Kenya SCIENCE

Scientists Fertilize the Eggs of the Last Northern White Rhinos in the World

Najin and Fatu are the only female Northern White rhinos that exist in the world. The rhinos are found in Ol Pejeta Conservancy in Nanyuki, Kenya. There are no males in existence. The last male Northern White rhino, called Sudan, died on March 2018 due to age-related complications. 45-year-old Sudan gained popularity in 2017 following his listing as ‘the most eligible bachelor in the world’ on the Tinder dating app. This was an effort to raise funds. The Northern White rhinos are at the verge of extinction due to poaching activities targeting their horns.

Vets successfully harvested eggs from the remaining female rhinos at Ol Pejeta on Thursday the 22nd of August, 2019. The international teamwork on the project had the task of fertilizing the eggs. They say the process ended successfully. They fertilized the eggs with frozen semen which they extracted from Sudan before he died. Dr. Frank Goeritz, the Head Veterinarian at the Leibniz Institute for Zoo and Wildlife Research spoke about the procedure.

“The procedure we did is the only hope to rescue the northern white rhino because all other procedures we developed before like artificial insemination doesn’t work in this species. So the only chance is harvest eggs, fertilize them in vitro, produce and embryo, and bring it back into the female.”

The scientists will implant the fertilized eggs into a surrogate female White Rhino. Najin and Fatu cannot carry any pregnancy. One of them has lesions in her uterus while the other has weak legs which can endanger the pregnancy.

It takes around 9 days to know whether the fertilized eggs have become embryos. Dr. Goeritz explained about the embryo transfer.

“When we get 2 embryos out of these 10 eggs, it would be a big breakthrough. And then we have to transfer the embryo, which will be preserved in liquid nitrogen, for later embryo transfer.”

“When we have shown in the Southern White rhino that the embryo transfer is working well, then we will use these embryos and come back here to Kenya and we find surrogate mothers in the southern white rhinos here to do an embryo transfer and hopefully 16 months later a live calf will be born here on the ground.”

Dr. Goeritz says they are working to ensure that other endangered species will be safer in the future.  

“It is very obvious that the concept of evolution did not fail on this species. It’s human beings impact which brought this species to extinction, and therefore it is our responsibility as human beings to counteract this. And third I think as scientists we are generating so many information, so many knowledge which will help in the future other species which are endangered right now.”

James Mwenda, a rhino keeper at Ol Pejeta Conservancy, spoke about the importance of protecting the animals so they do not become extinct.
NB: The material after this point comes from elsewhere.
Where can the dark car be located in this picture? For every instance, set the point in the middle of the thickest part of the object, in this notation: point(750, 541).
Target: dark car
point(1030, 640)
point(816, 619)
“I will just want to call upon us to realize why it is important to protect these animals before we come to as close as we are to the near extinction of these two rhinos, and I hope we can see it before it comes to such a close because these are just the red light warnings of what is happening to many more species some which we can’t see. These are just big animals that we can’t avoid to see, but extinction happens to so many other species that suffer without our notice, so it’s a call to action for us to continue protecting the animals that we have before it’s too late.”